Which way are we going? The stock market has revived, though it still is off a high in real terms. There's suddenly good news about housing demand, which is showing signs of life after six years of stagnation. Yet Federal Reserve Chairman Ben Bernanke warns that the package of fiscal cutbacks – the fiscal cliff, sequester, and other cuts – is set to reduce growth by 1.5 percentage points. He calls that "very significant" and adds that "job creation is slower than it would be otherwise." This is the key to where we are. New research from the Brookings Institution concludes that rising inequality in the United States is not something that will vanish with a real recovery. It is here to stay, a reflection of an increasingly calcified society and a whole crisis in itself.
The present phase of our Great Recession might be called the Grand Illusion, because all the happy talk and statistics that go with it, especially on the key indicator of jobs, give a rosier picture than the facts justify. We are not really advancing. We are, by comparison with earlier recessions, going backward. We have a $1.3 trillion budget deficit. And despite the most stimulative fiscal policy in our history and the most stimulative monetary policy, with a trillion-dollar expansion to our money supply, our economy over the last three years has been declining or stagnant. From growth in annual GDP of 2.4 percent 2010, we bumped down to only 1.8 percent in 2011 and were still down at 2.2 percent in 2012. The cumulative growth for the last 12 quarters was just 6.2 percent, less than half the 15.2 percent average after previous recessions over a similar period of time. It is the slowest growth rate of all the 11 post-World War II recessions.
What has gone wrong? There seems to be a weakness in the investment of private capital. Today, corporate spending on investments is the weakest it has been in six decades. The billions invested in the Internet, spreading its application and comingling the technology with labor, boosted multifactor productivity but, as David Rosenberg of wealth-management firm Gluskin Sheff points out, most of that occurred several years ago. As he has written, a capex-led business recovery that breeds sustained productivity growth and decent job creation is what underscores the best and longest economic expansions since the end of WWII.
Anemic growth looks likely to continue because of various downers implicit in Bernanke's caution. Sequestration will take $600 billion of government expenditures out of the economy over the next 10 years. Payroll taxes up 2 percent hit about 160 million workers and will drain $110 billion in aggregate demand. The Obama health care tax will be a $30 billion-plus drag. The surge in gasoline prices by some 50 cents recently may be temporary, as Bernanke suggests, but meanwhile represents another $65 billion of consumer cash flow. Conservatively, these nasties add up to roughly a 2 percent hit to baseline GDP growth when we are barely able to muster 2 percent growth.

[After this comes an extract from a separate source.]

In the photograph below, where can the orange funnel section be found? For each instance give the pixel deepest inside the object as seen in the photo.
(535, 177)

Then there's housing. Yes, it is nice to see a surge in some areas. But millions of homes are owned by banks or are in the foreclosure process. The New York Times noted last week that the home where Bernanke was raised, in a small town in South Carolina whose unemployment rate was recently 15 percent, had just been foreclosed upon the last time he visited, and one of his relatives was unemployed. Talk about symbolism. Single-family home sales and starts are barely off their depressed levels, and have only recouped 17 percent of recession losses. The housing market is mostly driven by investor-based, rental-related, multifamily buying activity, reflected in the fact that multiple housing units have reversed more than 70 percent of the damage they sustained from the recession.

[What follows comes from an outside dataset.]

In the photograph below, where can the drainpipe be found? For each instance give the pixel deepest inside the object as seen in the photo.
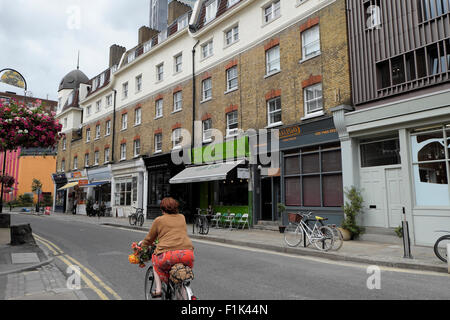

Our economy's most important player, the consumer, offers no relief from this cascade of downers. About 70 percent of national expenditures come from consumers, but their confidence level has dropped to only 58.6 percent. Restaurant traffic, one of the most reliable trend indicators, has slipped to a three-year low. In fact, the only reason that real consumer spending is not shown as contracting is because personal savings rates since November 2007 have declined from 6.4 percent to around 2.5 percent of incomes.

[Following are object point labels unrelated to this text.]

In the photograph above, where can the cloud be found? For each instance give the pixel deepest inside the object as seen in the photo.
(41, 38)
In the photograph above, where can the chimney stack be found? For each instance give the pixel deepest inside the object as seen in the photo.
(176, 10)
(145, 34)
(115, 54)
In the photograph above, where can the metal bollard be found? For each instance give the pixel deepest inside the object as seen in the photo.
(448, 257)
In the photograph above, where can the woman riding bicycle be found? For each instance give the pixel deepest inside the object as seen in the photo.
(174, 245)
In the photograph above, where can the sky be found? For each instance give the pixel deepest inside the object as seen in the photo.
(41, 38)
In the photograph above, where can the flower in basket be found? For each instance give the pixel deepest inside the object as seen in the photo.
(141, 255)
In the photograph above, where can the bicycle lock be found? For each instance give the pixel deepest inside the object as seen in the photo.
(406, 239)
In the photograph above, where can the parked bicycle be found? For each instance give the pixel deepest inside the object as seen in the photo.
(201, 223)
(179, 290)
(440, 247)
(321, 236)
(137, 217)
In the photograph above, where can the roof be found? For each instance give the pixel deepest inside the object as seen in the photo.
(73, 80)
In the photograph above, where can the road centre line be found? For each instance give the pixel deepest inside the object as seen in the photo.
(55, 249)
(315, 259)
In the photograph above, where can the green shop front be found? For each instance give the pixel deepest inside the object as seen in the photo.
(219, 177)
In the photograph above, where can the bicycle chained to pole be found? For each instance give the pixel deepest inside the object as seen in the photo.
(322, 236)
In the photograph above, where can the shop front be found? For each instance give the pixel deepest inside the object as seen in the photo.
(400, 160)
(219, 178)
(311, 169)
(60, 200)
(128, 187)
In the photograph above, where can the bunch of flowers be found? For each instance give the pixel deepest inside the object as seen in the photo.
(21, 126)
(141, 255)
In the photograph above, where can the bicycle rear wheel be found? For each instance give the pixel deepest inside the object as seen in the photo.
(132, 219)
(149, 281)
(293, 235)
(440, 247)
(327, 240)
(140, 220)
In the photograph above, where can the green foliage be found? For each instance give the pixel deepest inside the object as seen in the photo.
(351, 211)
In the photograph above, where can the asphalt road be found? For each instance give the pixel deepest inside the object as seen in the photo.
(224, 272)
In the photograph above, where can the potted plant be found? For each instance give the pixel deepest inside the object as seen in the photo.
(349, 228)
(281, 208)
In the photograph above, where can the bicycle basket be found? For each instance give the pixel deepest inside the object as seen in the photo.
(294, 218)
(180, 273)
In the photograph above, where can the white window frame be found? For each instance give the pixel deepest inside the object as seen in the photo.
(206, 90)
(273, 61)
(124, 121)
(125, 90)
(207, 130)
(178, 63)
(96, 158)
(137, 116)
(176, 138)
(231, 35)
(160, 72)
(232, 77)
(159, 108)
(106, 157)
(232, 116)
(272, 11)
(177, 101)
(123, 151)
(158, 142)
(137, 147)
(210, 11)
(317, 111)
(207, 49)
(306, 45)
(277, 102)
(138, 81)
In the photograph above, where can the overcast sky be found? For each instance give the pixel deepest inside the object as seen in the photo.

Still, can't we take comfort in headlines celebrating the decline in unemployment to 7.7 percent? Not really. If you add in all the unique categories of people not included in that number, such as "discouraged workers" no longer looking for a job, involuntary part-time workers, and others who are "marginally attached" to the labor force, the real unemployment rate is somewhere between 14 and 15 percent. No wonder it has been harder to find work during this recession than in previous downturns.